A trademark can consist of words, names, or symbols used to uniquely identify a source of goods. Trademark rights arise when the designation is first used in commerce linked to goods or services to indicate the source. Trademark law gives the owner the right to stop others from using a similar mark in connection with similar goods or services if such use would be likely to cause confusion in the marketplace.
Trademarks can be licensed. Trademarks are often licensed in connection with franchises, such as McDonald’s and Taco Bell. Where a trademark is licensed, an owner must take efforts to police the use of the mark so as not to lose right to the mark. This normally takes the form of retaining control over the quality of the goods or services that the licensee provides under the trademark. Accordingly, it is important for the trademark owner to include strong quality control provisions in any license agreement.

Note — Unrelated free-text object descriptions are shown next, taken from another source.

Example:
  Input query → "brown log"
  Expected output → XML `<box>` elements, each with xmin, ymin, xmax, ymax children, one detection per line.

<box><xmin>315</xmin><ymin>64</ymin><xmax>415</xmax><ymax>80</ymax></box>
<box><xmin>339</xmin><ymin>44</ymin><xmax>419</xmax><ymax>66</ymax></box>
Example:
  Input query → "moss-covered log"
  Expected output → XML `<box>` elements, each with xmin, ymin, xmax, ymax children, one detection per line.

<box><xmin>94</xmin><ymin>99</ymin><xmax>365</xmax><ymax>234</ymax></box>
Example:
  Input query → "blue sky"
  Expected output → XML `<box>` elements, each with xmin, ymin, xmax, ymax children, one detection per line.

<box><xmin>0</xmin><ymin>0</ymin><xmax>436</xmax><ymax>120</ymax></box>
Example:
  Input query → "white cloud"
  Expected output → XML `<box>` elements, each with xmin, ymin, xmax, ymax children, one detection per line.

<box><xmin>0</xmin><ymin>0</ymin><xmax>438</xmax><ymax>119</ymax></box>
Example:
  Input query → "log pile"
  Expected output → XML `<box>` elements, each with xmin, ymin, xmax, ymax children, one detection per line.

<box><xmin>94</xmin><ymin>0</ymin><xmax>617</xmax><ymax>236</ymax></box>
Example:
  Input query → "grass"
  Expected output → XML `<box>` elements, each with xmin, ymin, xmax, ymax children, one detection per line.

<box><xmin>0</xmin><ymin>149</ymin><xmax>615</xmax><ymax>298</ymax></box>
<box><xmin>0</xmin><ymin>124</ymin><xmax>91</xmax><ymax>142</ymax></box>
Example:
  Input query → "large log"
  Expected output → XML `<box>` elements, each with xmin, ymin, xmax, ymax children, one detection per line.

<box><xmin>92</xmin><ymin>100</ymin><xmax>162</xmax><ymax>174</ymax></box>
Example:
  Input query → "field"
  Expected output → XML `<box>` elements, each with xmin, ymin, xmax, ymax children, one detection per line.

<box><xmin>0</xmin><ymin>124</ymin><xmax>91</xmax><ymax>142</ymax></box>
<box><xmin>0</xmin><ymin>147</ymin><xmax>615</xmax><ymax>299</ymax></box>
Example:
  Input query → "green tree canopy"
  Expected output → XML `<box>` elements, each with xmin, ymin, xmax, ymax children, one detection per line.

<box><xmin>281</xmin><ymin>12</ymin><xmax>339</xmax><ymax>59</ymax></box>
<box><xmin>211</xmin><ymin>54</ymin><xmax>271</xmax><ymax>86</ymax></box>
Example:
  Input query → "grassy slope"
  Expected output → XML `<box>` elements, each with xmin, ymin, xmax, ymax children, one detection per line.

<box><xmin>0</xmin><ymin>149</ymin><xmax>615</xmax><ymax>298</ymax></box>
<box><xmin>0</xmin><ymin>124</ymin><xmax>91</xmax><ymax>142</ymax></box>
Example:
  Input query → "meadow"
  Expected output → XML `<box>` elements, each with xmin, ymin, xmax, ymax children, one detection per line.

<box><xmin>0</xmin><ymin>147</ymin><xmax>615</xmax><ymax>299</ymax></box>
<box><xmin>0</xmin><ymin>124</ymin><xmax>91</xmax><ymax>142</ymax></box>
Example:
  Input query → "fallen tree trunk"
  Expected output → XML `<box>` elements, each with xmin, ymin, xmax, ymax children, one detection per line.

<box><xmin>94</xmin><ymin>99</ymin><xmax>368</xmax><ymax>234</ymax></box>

In the game industry, a trademark can similarly be licensed to another company to produce game-related products. One example is Blizzard’s the World of Warcraft computer game trademark. Blizzard licenses its trademark to other companies to sell related products such as card games, figurines, and stuffed animals. Necessarily, Blizzard carefully monitors the use of its licensed trademark to assure the quality is maintained for the goods being produced, so as not to negatively impact the value of its trademark.
Besides being licensed, a trademark can also be assigned so as to transfer all rights to the mark to a new owner. By definition, an “assignment” is the transfer of all of the rights to another. In contrast, a license is the transfer of only limited rights to use a mark for a limited time.